Key takeaways from Barington Group's 84-page Darden proposal (Part 8 of 9)

(Continued from Part 7)

Tax impact on real estate holdings

Lastly, Barington recommends Darden move the company’s real estate from the restaurant business. Owning property allows a restaurant to save on rent. In other words, it’s like generating additional income. However, this is tax-inefficient because that additional income (or savings) will be taxed at a corporate rate, which means less money in investors’ pockets.

Real Estate REIT Barington

Creating a REIT

A separation of Darden’s real estate into a publicly traded REIT (real estate investment trust) should provide shareholders with the most immediate and tax-efficient path to unlocking the value of the company’s substantial real estate assets, notes the activist hedge fund. Plus, investors are typically willing to pay more for a return on a real estate than a restaurant business because they’re considered less risky.

Immediate gain

As an example, Penn National Gaming (PENN)—which owns, operates, or has ownership interests in gaming and racing facilities with a focus on slow machine entertainment—announced in November 15, 2012, its intention to form a REIT from its internal real property assets. Immediately after the announcement, PENN rose 28.2% for the day.

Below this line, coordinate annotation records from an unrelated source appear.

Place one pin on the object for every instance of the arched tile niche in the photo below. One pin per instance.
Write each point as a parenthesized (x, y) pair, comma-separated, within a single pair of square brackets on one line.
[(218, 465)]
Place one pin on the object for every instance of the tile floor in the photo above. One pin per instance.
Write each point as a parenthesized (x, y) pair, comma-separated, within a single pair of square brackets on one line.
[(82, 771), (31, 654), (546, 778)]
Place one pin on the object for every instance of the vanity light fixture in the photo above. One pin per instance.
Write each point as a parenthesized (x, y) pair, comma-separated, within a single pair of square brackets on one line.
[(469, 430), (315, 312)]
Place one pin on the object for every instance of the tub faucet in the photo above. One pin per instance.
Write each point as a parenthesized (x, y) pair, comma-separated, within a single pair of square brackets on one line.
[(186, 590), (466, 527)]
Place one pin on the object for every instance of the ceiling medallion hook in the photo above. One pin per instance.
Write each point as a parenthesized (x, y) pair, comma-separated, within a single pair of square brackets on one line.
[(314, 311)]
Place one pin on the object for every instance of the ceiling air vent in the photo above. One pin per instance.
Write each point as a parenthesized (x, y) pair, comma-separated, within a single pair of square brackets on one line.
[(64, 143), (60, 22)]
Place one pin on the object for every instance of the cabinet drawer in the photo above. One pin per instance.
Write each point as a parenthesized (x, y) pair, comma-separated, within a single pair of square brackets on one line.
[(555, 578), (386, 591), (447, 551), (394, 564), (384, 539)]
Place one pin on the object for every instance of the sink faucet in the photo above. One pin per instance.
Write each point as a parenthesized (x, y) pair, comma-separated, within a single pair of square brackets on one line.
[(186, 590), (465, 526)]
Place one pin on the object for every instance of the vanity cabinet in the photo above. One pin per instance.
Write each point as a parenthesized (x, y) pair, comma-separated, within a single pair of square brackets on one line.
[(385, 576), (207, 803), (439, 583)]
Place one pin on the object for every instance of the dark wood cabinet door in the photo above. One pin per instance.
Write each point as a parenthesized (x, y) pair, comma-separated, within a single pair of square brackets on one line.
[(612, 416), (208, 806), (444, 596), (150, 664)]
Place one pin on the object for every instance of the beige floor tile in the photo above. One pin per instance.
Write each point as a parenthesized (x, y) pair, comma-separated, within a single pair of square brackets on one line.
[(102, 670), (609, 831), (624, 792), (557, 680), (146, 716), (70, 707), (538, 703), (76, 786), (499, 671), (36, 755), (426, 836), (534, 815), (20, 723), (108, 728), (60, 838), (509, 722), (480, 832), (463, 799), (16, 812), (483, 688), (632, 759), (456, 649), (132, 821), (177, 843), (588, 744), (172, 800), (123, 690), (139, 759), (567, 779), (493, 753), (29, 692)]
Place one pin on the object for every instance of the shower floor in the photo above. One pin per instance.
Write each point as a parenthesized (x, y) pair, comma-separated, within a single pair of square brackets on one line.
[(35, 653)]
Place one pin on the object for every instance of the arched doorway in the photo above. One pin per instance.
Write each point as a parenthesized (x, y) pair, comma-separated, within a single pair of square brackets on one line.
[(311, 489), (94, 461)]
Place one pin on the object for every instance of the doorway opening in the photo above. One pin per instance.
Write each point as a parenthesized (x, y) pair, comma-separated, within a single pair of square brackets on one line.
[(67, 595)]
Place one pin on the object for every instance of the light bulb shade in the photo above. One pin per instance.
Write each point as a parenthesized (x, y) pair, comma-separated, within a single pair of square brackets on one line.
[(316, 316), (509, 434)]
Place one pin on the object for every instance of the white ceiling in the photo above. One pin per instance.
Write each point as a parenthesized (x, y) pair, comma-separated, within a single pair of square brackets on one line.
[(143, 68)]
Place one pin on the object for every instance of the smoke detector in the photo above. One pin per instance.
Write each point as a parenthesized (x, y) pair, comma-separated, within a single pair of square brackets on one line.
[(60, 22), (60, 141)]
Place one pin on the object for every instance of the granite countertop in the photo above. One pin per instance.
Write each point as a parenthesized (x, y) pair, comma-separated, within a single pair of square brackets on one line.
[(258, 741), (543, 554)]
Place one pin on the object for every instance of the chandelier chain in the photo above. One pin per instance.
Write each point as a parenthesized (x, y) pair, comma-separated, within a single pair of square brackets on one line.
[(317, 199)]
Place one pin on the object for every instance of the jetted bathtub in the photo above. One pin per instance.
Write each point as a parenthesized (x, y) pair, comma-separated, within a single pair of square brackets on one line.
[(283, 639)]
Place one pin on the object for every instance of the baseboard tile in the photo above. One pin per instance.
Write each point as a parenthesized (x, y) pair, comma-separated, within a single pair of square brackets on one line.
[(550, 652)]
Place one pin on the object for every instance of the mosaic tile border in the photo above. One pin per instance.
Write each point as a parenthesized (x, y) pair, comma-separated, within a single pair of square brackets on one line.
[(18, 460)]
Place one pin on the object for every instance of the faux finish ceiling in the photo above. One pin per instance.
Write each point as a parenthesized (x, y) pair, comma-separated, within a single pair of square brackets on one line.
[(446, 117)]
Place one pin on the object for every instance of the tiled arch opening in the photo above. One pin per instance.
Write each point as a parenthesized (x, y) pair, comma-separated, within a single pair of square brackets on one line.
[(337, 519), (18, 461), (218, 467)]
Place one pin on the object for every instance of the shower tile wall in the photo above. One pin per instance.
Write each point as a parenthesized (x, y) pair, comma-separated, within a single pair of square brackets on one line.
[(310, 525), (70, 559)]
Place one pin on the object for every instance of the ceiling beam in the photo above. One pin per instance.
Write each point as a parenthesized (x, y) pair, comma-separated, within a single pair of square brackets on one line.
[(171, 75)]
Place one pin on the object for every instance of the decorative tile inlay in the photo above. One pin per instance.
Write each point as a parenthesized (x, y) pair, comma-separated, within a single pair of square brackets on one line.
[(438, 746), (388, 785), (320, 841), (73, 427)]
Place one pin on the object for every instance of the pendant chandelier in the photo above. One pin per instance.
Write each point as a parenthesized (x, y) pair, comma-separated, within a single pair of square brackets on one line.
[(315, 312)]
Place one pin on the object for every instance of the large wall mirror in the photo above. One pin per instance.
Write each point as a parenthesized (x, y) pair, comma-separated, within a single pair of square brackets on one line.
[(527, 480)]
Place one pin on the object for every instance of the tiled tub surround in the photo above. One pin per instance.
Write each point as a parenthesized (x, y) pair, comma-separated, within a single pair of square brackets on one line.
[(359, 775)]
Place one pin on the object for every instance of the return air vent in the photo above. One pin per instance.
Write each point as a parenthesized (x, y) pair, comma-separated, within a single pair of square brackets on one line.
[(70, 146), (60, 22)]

A REIT comprised only of Darden’s real estate properties may look quite risky from an individual investment standpoint, so investors may not receive its full value initially. But it also means an opportunity if Darden could turn its mature brands around. Plus, it could open up opportunities to acquire more restaurant properties in the future to increase shareholders’ dividends.

Further acquisition

On December 9, 2013, Gaming and Leisure Properties Inc. (GLPI)—a spinoff of PENN—announced its first acquisition when acquiring a riverboat casino complex. Joel Simkins of Credit Suisse said, “This lease [the acquisition of the riverboat casino complex] serves as a case study that GLPI can roll up smaller, single-asset properties.” Darden’s post-spinoff REIT could become a specialized REIT that only invests in restaurant properties.

Disposing a REIT is a way to unlock value

While the REIT structures used by Loblaws and Canadian Tire aren’t available under U.S. REIT rules, they nonetheless show that value can be unlocked by creating a REIT. On the day of its announcements, Loblaws’ share price rose 13.7% and Canadian Tire’s rose 11.2%.